This animation was produced in response to a video of real pendulums performing similar tricks:
Not having an animation program I thought I’d use the finite element program Strand7. Modelling the pendulums was easy, just 15 beam elements with a “translational mass” attribute on the end (more on the exact length of each pendulum later).
Strand7 will perform a dynamic analysis, so I could have given each pendulum a displacement and then carried out the analysis of their movements over 90 seconds, but because I was only interested in generating the patterns in this case I decided to take the easy way out and generate the pendulum movement by inputting the displacements directly. The procedure was:
- Set up 30 “freedom cases”, each with the lower end of a different pendulum given a unit deflection in the X or Y direction
- Set up a series of 1800 increments, corresponding to time steps of 1/20 second, and factor each freedom case to replicate the pendulum motions.
- Run the analysis
- Create an animation of the resulting pendulum motions, using an end on view as in the original video
The only remaining problem was how to enter 1800 x 30 factors quickly and accurately. The solution (naturally) was to set up a table of the X and Y displacements of each pendulum in Excel:
These factors were then transferred into Strand7 using the program’s API (the use of which I will describe in more detail in later posts).

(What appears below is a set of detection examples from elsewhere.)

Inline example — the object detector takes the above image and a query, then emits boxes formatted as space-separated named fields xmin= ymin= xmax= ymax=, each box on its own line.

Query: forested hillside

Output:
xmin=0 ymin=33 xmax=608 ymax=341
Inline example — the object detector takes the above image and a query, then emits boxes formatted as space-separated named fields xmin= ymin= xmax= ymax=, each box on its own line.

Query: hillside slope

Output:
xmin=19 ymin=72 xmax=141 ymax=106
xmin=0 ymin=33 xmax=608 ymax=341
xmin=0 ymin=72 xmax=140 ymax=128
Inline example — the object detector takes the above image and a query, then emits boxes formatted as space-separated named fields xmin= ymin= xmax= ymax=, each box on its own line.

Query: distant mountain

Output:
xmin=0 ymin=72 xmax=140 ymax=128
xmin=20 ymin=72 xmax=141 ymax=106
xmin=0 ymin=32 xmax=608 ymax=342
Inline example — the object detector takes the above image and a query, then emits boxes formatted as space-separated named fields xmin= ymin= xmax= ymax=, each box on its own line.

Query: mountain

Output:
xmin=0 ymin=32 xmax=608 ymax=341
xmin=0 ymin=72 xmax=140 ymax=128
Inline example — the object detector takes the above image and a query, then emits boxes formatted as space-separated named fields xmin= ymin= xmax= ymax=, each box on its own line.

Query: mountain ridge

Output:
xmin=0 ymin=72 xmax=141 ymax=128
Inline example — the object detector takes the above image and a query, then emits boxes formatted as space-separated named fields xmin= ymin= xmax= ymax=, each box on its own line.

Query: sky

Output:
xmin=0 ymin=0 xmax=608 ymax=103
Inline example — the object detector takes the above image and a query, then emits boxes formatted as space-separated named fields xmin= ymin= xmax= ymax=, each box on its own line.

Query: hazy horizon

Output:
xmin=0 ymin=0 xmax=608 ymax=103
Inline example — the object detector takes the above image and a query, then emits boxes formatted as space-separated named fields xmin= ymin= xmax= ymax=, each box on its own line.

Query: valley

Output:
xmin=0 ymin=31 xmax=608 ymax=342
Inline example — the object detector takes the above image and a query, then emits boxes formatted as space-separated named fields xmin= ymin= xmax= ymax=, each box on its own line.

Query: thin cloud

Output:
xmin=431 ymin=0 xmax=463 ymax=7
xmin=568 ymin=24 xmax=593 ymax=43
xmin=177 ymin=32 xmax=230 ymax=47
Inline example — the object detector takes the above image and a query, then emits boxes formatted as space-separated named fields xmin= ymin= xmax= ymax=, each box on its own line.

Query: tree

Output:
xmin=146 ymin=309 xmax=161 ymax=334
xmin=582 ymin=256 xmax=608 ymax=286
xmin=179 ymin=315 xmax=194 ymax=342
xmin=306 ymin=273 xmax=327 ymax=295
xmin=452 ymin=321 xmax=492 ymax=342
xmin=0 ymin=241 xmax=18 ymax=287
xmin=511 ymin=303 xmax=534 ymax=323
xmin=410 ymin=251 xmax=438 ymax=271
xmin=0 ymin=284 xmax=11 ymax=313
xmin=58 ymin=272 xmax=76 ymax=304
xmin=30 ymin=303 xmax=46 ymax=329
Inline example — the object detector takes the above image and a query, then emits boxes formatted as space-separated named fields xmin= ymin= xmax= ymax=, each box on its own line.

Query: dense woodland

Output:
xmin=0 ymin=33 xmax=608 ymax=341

The only remaining detail was to find the correct pendulum lengths to generate the patterns I was after. After a little experimentation it became clear that each pendulum much have a different integer number of cycles over some fixed period. I fixed the first pendulum length at 350 mm, which has a period of 1.187 seconds, or 51 cycles over 60.558 seconds. The other pendulum lengths were then adjusted to have 52 to 65 cycles over the same time period, giving a range from 336.7 mm to 215.5 mm.